Modern deep learning based HTR models [28, 40, 26] mostly tackle these challenges by resourcing to a large amount of training data. The hope is that most style variations would have already been captured because of the data volume. Albeit with limited success, it had become apparent that these models tend to over-fit to styles already captured, but generalising poorly to those unseen. This is largely owning to the uniquely different styles amongst writers -there is always a new style that is unobserved, and is drastically different to the already captured (see Figure  1 ). The practical implication of this is, e.g., my iPad does not recognise my handwriting as well as it does for my 4- year-old. Our ultimate vision is therefore to offer an "adapt to my writing" button, where one is asked to write a specific sentence, so to make recognition performance of my own writing on par with that of my child.

Prior work on resolving the style gap remains very limited. A very recent attempt turns to training using synthetic data, so to help the model to become more accommodating towards new styles [24] . However, synthetic data can hardly mimic all writer-specific styles found in the real-world, especially when the style is very unique. Although domain adaptation and generalisation approaches might sound viable, they generally do not offer satisfactory performance (as shown later in experiments), and require additional training via multiple gradient update steps. The sub-optimal performance can be mostly attributed to the large and often very unique domain gaps new writing styles bring, as opposed to the common dataset biases studied by domain adaption/generalisation.

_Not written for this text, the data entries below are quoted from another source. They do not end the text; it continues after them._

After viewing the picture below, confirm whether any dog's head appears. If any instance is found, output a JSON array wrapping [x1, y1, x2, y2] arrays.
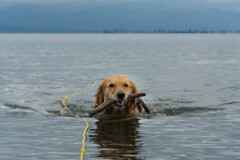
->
[[95, 75, 137, 109]]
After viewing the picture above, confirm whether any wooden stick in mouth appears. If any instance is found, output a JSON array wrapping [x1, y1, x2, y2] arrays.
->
[[90, 93, 146, 117]]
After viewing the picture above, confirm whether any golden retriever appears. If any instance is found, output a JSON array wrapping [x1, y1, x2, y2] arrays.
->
[[95, 75, 150, 115]]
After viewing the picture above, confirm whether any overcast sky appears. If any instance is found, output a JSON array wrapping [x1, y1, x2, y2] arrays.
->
[[0, 0, 240, 12]]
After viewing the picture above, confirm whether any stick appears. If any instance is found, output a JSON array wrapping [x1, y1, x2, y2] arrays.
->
[[90, 93, 146, 117]]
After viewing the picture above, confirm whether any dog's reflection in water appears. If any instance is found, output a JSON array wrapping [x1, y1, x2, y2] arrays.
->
[[90, 116, 141, 160]]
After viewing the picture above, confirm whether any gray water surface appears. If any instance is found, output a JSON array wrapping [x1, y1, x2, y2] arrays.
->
[[0, 34, 240, 160]]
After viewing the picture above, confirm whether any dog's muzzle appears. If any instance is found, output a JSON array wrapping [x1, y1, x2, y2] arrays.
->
[[115, 91, 125, 108]]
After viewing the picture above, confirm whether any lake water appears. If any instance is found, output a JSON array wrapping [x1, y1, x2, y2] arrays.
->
[[0, 34, 240, 160]]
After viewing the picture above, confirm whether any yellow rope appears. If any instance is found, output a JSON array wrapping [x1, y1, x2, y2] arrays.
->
[[75, 115, 89, 160], [60, 80, 97, 160]]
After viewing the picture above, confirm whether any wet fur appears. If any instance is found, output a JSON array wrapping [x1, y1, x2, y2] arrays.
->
[[95, 75, 146, 115]]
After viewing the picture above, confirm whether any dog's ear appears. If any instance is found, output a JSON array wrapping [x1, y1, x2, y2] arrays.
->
[[131, 81, 138, 94], [94, 82, 104, 107]]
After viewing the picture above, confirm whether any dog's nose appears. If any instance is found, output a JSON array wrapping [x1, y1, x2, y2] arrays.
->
[[117, 91, 125, 99]]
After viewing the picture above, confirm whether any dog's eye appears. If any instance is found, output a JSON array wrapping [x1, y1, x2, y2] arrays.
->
[[109, 83, 114, 88], [124, 83, 128, 87]]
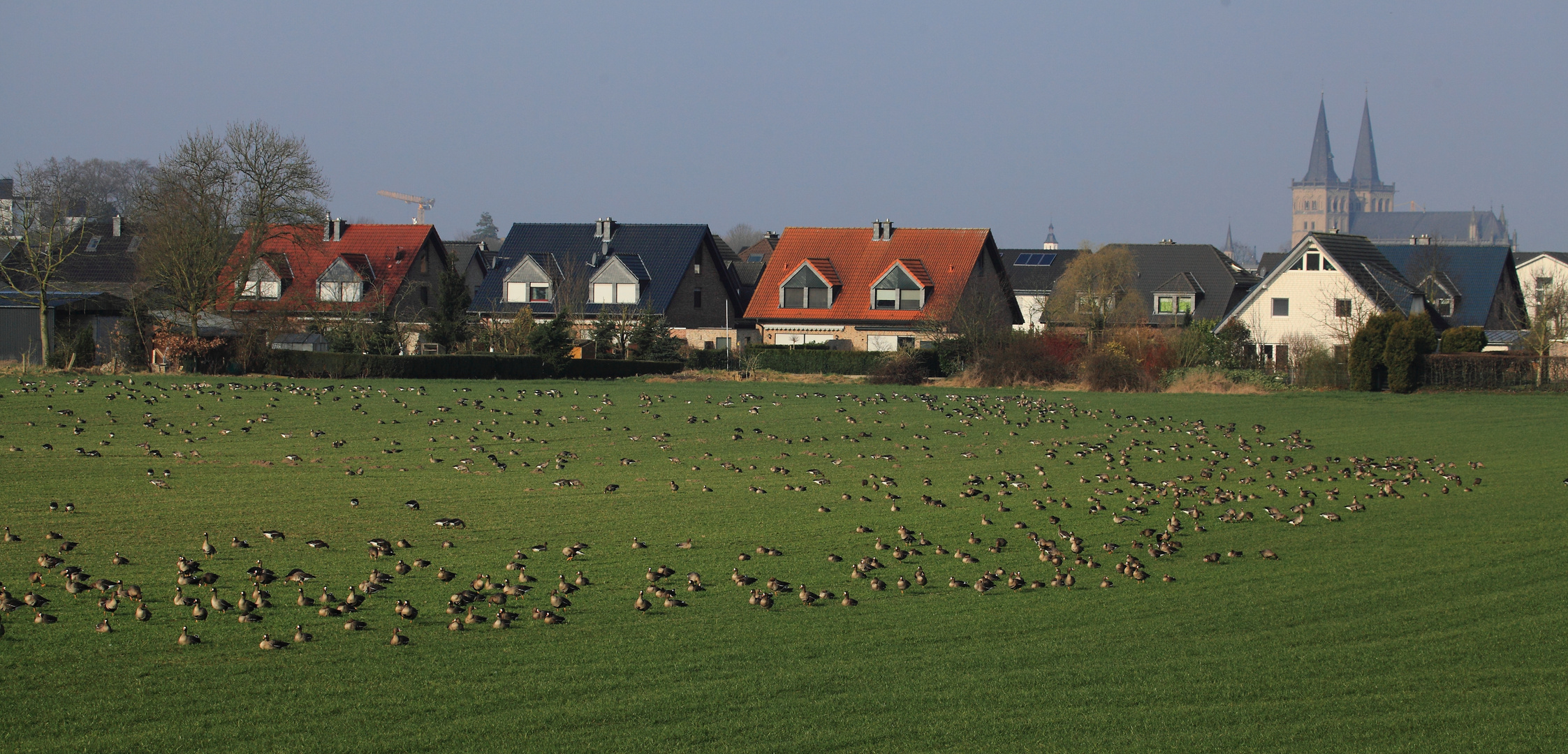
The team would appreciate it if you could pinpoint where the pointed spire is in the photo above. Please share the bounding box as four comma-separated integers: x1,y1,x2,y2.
1350,102,1383,185
1301,98,1339,184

In this paper, we turn to a meta-learning formulation, which not only yields performances that are of potential commercial value (from 81.3% to 89.2% Word Recognition Accuracy), but also offers quick adaption (with just a single gradient update) using very few samples (≤16). The general motivation behind meta-learning [14, 31, 43] matches ours very well -absorbing information from related tasks and generalise onto unseen ones, by performing quick adaptation using a small set of examples during testing. However, getting it to work with HTR has its own challenges, and to our knowledge has not been tackled before in the literature. The main challenges come from the inherent character sequence recognition nature of HTR, which is different to conventional meta-learning whose objective is mostly fewshot classification [14, 42] . Furthermore, we importantly discovers that there also exists character-level style discrepancies, which when unaccounted for would trigger significant performance drop (see Section 3.4) .

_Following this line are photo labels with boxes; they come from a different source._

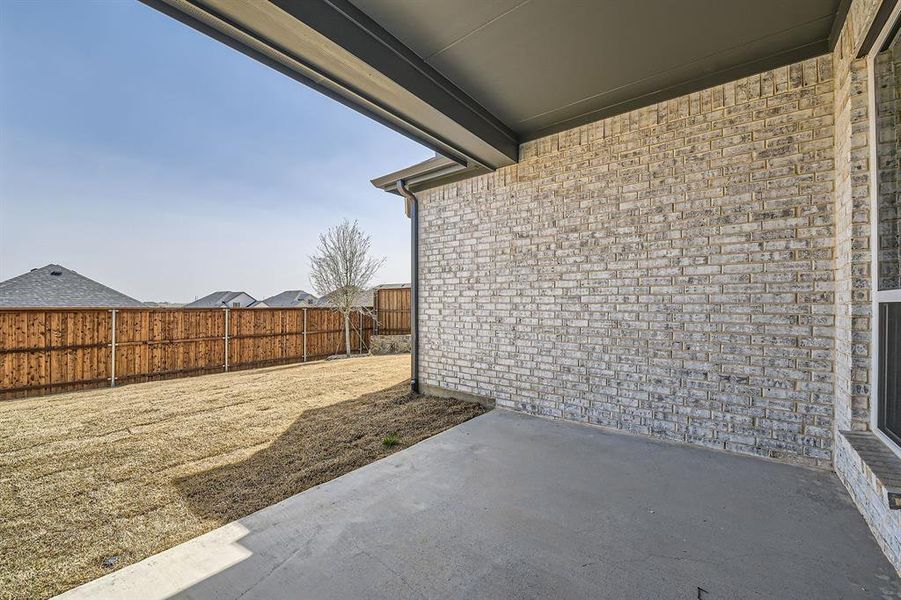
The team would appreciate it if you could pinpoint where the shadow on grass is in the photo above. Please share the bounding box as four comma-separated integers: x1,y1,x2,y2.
175,382,485,524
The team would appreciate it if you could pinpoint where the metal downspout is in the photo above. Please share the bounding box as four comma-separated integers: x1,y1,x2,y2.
397,180,419,394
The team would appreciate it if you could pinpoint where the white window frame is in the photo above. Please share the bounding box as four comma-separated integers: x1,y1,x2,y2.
867,2,901,457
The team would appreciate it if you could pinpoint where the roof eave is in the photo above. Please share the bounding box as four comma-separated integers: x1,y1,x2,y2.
372,156,490,194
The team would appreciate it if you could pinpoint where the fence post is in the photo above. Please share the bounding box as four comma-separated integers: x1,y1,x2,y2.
110,308,119,387
372,290,381,335
225,308,228,373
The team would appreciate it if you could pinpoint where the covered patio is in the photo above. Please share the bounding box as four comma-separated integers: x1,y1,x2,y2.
61,410,901,600
114,0,901,588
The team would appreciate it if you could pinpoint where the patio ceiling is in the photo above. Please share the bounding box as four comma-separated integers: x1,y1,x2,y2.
143,0,848,188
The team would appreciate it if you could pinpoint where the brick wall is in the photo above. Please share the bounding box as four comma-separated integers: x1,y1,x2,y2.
833,0,901,572
420,56,835,466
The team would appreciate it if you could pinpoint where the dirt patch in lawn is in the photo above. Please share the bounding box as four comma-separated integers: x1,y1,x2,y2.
0,356,483,598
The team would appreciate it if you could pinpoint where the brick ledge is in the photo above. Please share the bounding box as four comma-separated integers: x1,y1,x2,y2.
839,431,901,510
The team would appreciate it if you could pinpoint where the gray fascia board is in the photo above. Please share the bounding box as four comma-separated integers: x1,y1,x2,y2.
141,0,519,170
372,156,489,194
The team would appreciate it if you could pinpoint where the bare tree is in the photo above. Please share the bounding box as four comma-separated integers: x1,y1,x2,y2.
310,219,385,356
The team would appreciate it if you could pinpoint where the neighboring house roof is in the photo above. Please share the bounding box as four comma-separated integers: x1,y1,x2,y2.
372,283,410,290
0,264,144,308
316,288,375,308
254,290,318,308
185,291,253,308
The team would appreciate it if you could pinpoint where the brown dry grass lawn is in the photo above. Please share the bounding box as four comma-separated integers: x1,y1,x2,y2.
0,356,482,598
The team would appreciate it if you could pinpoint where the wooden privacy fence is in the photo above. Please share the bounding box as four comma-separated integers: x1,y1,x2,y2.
373,287,411,335
0,308,374,399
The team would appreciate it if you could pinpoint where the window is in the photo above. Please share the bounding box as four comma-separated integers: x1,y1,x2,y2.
871,16,901,451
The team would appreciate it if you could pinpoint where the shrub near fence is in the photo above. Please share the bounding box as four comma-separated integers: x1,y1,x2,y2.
0,308,373,399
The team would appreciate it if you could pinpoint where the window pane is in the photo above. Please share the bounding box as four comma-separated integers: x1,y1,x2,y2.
879,302,901,443
875,34,901,290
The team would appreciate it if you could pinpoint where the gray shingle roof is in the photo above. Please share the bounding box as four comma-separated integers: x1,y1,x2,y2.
316,288,375,308
260,290,317,308
185,291,253,308
0,265,144,308
372,283,410,290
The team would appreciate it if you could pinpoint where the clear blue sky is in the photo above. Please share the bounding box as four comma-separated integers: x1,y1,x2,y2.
0,0,432,301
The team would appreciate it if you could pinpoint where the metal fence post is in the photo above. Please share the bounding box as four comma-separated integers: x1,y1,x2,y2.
110,308,119,387
225,308,228,373
303,309,307,362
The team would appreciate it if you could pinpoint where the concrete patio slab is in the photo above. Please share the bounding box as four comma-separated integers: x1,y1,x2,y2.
61,410,901,600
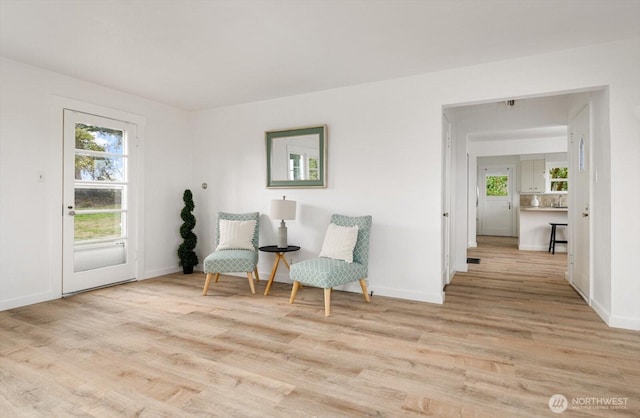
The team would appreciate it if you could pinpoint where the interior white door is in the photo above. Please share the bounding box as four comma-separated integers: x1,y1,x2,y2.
442,115,451,288
478,167,514,237
569,106,591,302
62,110,136,294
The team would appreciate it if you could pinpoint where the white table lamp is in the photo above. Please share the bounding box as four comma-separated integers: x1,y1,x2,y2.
271,196,296,248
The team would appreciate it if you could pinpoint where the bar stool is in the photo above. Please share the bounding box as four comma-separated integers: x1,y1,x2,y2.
548,222,568,254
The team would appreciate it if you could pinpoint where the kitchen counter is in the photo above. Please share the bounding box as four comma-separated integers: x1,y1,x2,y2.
518,206,568,252
520,206,569,212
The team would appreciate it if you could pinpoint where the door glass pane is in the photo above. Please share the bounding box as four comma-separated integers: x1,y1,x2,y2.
486,175,509,196
76,152,124,182
75,187,123,210
76,123,124,154
74,119,127,272
74,212,124,244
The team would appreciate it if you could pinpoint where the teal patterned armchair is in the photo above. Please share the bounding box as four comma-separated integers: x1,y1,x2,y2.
202,212,260,296
289,214,372,316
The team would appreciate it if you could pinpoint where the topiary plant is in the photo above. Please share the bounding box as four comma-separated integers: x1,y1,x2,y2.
178,189,198,274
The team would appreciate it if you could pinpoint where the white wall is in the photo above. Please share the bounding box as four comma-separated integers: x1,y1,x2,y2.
0,58,191,310
193,39,640,328
194,81,442,302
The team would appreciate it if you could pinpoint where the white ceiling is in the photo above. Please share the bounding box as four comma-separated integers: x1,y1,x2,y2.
0,0,640,109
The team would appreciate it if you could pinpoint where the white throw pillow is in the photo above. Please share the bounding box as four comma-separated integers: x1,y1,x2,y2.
320,223,358,263
216,219,256,251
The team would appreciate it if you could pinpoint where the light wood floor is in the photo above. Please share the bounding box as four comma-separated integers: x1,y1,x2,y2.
0,238,640,418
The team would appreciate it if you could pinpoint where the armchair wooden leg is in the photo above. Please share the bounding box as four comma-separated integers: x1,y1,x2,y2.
324,288,331,316
247,272,256,294
289,282,300,303
202,273,211,296
360,279,370,302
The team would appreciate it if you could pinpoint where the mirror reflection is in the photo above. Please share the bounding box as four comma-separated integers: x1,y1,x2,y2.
266,126,326,187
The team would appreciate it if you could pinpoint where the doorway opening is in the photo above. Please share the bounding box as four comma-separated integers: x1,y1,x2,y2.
62,109,137,295
444,88,610,303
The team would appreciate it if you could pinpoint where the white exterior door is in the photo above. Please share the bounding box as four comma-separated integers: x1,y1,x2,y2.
62,110,136,294
441,115,451,288
478,167,515,237
569,106,591,302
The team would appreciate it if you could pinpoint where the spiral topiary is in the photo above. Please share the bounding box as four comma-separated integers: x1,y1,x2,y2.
178,189,198,273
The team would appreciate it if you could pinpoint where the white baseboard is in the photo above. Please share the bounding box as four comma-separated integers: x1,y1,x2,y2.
356,283,444,305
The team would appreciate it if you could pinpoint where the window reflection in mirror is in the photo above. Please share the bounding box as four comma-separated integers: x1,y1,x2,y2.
266,126,326,187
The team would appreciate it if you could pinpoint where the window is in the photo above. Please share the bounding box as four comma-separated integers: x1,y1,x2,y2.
546,161,569,193
486,175,509,196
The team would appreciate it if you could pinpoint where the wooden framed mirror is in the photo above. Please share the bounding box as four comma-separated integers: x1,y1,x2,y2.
265,125,327,188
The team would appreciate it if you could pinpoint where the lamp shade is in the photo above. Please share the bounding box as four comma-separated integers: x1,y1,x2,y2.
271,198,296,221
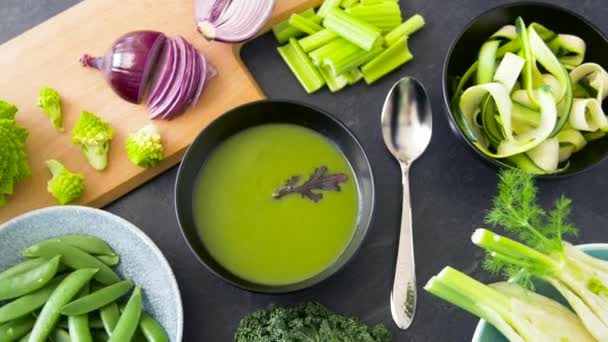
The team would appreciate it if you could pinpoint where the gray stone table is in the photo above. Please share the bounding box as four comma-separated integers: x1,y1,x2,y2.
0,0,608,342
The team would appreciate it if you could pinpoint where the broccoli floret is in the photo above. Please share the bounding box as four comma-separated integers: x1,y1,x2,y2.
125,124,163,169
38,87,63,132
234,303,392,342
46,159,84,205
72,111,114,170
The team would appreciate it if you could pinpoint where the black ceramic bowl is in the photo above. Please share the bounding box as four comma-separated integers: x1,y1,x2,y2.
175,100,374,293
443,2,608,178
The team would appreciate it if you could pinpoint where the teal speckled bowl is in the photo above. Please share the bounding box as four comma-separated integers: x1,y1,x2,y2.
471,243,608,342
0,206,184,342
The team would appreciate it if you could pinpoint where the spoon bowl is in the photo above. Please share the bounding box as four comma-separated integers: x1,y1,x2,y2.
382,77,433,330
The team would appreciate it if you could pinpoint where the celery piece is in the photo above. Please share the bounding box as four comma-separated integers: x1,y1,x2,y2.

To address these specific challenges, we first introduce a character-wise cross-entropy loss to our meta-learning framework. This albeit being a simple change, is crucial in light of the sequence recognition nature of our problem. We further guide the adaptation by introducing instancespecific weights on top of the character-wise loss, instead of treating all characters equally by simply averaging [40, 28] . Modelling such character-specific weight is however nontrivial, as no fixed weight labels exist to supervise the learning process. Consequently, we let the model learningto-learn instance-specific weights for character-wise crossentropy loss during the adaptation step. Our final model, MetaHTR, is therefore a meta-learning pipeline for writeradaptive HTR where the model itself adaptively weights different characters to prioritise learning from more discrepant characters. That is, during inference, our MetaHTR framework exploits few additional handwritten images of a specific writer through a support set, and gives rise to a writer-adapted model via a single gradient update step (see Figure 1 ). Our meta-learning design can be coupled with any state-of-the-art HTR model, and empirical investigation shows that model agnostic meta-learning (MAML) pipeline [14] provides a legitimate choice to design our MetaHTR framework upon.

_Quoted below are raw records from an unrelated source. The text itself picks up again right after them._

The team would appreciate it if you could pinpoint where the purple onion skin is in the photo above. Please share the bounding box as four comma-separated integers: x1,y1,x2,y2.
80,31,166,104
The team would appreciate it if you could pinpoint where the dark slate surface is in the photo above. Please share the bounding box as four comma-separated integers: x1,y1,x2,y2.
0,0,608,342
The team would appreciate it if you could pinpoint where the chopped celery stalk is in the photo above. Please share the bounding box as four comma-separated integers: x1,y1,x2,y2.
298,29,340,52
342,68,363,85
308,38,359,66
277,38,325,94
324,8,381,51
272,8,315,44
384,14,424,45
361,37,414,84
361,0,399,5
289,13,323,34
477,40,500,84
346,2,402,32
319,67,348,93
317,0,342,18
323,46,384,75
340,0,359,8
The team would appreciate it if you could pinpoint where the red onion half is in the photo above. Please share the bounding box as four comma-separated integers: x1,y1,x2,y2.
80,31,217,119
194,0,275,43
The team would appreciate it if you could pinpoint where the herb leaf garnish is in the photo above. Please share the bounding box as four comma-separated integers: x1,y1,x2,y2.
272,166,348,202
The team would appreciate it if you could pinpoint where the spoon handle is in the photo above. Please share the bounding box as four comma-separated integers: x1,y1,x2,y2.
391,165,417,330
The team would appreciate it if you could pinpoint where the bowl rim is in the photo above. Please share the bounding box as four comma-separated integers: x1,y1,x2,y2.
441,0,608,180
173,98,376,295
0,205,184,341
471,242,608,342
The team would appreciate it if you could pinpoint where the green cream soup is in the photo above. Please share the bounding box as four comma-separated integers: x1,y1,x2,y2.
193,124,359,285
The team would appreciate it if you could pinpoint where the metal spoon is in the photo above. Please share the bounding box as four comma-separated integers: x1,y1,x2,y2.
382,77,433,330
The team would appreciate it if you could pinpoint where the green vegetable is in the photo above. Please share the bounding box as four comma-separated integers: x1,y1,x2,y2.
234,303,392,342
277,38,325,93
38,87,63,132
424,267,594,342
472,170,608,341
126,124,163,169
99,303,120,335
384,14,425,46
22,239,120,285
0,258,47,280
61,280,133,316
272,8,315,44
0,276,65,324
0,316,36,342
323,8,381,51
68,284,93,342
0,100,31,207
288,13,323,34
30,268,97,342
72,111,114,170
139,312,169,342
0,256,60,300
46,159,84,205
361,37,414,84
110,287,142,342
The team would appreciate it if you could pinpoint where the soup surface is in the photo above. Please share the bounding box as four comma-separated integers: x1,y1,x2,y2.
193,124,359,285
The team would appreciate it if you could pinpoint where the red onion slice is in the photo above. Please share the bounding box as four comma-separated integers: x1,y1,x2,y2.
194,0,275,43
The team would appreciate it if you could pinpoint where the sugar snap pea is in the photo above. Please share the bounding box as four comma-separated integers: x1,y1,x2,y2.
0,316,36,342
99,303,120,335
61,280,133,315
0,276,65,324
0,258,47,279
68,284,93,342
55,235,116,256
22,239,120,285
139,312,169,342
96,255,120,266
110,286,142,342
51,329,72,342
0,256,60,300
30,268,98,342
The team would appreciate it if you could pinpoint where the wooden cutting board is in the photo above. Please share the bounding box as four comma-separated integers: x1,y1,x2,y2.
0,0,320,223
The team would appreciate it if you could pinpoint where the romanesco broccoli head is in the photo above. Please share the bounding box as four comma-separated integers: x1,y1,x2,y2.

Contributions of this paper can be summarised as follows: (1) We introduce for the first time, the problem of writer-adaptive HTR, where the model adapts to new writing styles with only very few samples during inference, (2) We introduce a meta-learning framework to tackle this new problem, by introducing learnable instance-wise weights for a character-specific loss specifically designed for HTR.

(3) We confirm that our framework consistently improves upon even the most recent state-of-the-art methods.

Text Recognition: Connectionist Temporal Classification (CTC) layer [17] made end-to-end sequence discriminative learning possible. Subsequently, CTC module was replaced by attention-based decoding mechanism [25, 40] that encapsulates language modeling, weakly supervised character detection and character recognition under a single model. This involves a rectification network to handle irregular text, followed by the final text recognition network. Needless to say attentional decoder became the stateof-the-art paradigm for text recognition for both scene text [28, 50, 48, 51] and handwriting [6, 29, 47, 52] . Different incremental propositions have been made in this context, such as designing multi-directional convolutional feature extractor [10] , improving attention [9, 26] and stacking multiple BLSTM layers for better context modelling [28] .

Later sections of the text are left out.